The federal agency said Walmart and its vendor, Branch Messenger, allegedly forced drivers who were part of Walmart’s Spark Driver gig-work platform to utilize Branch’s digital deposit accounts to be paid, going so far as to add that workers would be terminated if they did not use the Branch platform.

“Walmart made false promises, illegally opened accounts, and took advantage of more than a million delivery drivers,” CFPB Director Rohit Chopra said.

The suit alleges that for two years beginning in 2021 that Walmart and Branch opened accounts for new drivers using personal information such as Social Security numbers without their consent and deposited pay into the accounts without drivers’ authorization.

The drivers were then unable to access the funds without agreeing to Branch’s terms and conditions while drivers faced the threat of termination if they refused to use the accounts.

Branch is a financial technology company that offers a deposit account at Evolve Bank & Trust that consumers access through a digital app and debit card, CFPB officials said.

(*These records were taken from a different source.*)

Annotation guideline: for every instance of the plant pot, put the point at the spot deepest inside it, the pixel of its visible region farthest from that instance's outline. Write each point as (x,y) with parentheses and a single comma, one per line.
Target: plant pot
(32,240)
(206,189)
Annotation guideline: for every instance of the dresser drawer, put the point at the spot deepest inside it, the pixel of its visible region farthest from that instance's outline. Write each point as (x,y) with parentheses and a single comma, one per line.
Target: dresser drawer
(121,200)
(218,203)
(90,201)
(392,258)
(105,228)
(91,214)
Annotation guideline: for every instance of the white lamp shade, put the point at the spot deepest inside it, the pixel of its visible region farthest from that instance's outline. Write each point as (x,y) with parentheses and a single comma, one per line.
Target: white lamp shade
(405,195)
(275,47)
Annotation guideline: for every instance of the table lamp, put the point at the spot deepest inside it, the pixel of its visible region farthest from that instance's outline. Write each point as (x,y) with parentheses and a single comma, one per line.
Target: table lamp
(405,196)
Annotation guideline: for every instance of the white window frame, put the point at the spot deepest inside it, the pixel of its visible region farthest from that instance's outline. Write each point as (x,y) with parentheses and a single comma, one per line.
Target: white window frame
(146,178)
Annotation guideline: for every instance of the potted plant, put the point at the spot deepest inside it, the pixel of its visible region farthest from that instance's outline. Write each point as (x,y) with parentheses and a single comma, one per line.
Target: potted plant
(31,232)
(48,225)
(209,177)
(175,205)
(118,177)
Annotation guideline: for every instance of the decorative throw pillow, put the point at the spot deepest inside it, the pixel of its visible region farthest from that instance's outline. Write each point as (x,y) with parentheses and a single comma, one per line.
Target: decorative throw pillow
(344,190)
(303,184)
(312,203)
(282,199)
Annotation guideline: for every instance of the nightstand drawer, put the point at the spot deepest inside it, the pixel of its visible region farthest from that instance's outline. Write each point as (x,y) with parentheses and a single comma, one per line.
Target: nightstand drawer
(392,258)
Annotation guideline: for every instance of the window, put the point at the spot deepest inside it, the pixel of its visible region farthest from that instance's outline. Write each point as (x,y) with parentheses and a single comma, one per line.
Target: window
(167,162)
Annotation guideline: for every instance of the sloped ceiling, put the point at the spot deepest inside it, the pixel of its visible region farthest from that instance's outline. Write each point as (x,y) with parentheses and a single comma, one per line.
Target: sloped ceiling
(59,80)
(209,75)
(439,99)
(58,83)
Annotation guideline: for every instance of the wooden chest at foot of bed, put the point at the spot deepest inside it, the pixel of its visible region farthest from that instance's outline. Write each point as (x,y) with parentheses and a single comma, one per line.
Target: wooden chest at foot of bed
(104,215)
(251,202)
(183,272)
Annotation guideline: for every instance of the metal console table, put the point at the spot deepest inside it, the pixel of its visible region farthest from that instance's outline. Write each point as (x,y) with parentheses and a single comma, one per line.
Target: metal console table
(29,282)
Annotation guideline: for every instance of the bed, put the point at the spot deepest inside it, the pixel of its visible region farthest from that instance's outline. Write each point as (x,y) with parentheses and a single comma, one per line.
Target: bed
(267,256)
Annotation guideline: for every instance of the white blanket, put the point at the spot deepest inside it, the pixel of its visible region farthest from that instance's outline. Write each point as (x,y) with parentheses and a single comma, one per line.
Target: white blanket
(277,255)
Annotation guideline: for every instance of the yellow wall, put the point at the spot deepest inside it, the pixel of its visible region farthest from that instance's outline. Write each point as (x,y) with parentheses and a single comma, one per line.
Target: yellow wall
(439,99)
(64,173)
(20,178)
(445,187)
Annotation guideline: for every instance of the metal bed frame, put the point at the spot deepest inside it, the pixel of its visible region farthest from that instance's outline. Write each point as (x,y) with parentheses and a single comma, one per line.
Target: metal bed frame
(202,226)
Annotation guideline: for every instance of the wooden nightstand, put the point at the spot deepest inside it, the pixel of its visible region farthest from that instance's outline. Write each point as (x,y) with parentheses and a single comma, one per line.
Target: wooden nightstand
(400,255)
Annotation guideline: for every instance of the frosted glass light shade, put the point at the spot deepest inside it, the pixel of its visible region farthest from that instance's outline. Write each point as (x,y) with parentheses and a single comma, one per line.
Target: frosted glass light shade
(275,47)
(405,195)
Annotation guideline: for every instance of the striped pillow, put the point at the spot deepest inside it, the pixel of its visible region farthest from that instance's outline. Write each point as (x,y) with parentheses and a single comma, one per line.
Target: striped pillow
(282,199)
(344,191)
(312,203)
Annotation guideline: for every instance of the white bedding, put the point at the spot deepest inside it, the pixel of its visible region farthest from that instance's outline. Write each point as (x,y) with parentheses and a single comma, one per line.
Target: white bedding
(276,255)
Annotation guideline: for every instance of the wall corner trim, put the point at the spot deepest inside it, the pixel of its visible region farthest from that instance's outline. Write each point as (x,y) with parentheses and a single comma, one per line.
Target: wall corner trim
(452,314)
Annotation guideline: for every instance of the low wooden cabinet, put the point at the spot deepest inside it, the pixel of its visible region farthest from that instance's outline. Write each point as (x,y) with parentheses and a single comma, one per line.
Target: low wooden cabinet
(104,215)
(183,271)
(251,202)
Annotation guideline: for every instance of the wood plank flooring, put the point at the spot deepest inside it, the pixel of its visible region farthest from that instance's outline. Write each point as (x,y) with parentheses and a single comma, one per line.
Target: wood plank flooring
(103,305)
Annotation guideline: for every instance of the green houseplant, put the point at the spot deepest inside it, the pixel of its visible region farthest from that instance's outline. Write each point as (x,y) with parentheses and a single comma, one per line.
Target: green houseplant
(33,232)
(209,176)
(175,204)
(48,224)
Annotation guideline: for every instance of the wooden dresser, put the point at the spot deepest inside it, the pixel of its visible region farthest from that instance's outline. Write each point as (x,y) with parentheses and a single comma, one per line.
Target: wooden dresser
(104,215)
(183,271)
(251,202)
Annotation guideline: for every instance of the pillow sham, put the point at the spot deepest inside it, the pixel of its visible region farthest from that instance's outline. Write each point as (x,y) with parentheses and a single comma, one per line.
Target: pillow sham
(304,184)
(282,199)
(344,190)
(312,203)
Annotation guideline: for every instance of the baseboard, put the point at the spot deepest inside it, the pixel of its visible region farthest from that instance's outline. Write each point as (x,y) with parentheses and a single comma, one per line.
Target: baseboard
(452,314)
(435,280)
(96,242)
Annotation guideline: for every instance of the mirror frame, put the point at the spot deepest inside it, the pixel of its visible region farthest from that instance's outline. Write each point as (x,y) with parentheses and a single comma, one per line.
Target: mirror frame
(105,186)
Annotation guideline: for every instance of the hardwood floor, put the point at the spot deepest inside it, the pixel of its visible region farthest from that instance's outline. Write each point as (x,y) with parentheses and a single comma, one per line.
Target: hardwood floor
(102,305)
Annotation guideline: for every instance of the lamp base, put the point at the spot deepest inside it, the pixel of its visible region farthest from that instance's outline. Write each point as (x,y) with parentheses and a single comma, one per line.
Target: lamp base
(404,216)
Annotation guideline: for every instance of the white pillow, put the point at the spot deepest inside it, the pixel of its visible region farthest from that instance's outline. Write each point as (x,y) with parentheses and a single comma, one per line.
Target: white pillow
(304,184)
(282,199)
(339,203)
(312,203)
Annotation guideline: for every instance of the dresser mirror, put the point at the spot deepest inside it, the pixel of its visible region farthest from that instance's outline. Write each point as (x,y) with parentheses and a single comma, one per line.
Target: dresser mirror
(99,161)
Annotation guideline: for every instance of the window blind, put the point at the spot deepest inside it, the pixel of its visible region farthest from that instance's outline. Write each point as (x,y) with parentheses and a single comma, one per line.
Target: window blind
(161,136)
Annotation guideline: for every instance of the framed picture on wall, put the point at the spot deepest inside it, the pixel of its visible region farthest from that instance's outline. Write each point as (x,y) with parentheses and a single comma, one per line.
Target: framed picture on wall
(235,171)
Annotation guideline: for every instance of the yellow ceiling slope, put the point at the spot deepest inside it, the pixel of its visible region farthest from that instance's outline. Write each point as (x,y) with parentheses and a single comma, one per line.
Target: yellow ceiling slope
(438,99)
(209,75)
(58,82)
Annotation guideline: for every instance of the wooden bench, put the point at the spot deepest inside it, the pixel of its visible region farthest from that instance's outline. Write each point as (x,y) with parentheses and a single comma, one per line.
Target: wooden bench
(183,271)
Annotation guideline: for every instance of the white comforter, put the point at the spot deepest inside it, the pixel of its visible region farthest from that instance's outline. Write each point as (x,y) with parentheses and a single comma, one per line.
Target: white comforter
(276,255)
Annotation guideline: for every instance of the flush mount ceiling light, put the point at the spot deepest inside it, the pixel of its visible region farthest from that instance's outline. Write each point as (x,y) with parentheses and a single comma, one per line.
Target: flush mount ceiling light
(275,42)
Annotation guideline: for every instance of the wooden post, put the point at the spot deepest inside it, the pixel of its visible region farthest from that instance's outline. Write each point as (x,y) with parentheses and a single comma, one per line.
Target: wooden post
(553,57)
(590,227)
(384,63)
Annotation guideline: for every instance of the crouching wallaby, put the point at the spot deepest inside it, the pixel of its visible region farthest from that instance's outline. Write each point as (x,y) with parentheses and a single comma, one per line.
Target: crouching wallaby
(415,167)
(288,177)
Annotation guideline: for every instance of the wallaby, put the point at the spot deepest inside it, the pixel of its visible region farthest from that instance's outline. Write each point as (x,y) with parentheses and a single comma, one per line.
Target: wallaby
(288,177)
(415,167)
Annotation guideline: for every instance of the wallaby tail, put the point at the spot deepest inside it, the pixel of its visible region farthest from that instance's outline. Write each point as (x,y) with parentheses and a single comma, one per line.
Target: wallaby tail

It’s further alleged the two companies misled gig workers about the availability of same-day access to earnings and managed to harvest more than $10 million in junk fees when workers took steps to transfer their compensation to a separate banking account of their own choice.

“Companies cannot force workers into getting paid through accounts that drain their earnings with junk fees,” the CFPB director added.

The final proposal of a new CFPB rule would require banks, credit card issuers, and other financial providers to “unlock” an individual’s personal financial data and transfer it to another provider at the consumer’s request without cost, moving the United States closer to an “open banking.”

Meanwhile, tech billionaire Elon Musk, who holds billions in taxpayer-funded government contracts, has called for the CFPB to be abolished.

This arrived less than a week after the U.S. Federal Trade Commission approved in a 4-1 vote its final policy rule to ban so-called junk fees for tickets and hotels amid a successful Biden administration crackdown.

“If a firm tells its workers they can only get paid through expensive deposit accounts where funds are hard to access or transfer, it may be breaking the law,” FTC Chair Lina M. Khan stated early Monday afternoon on social media.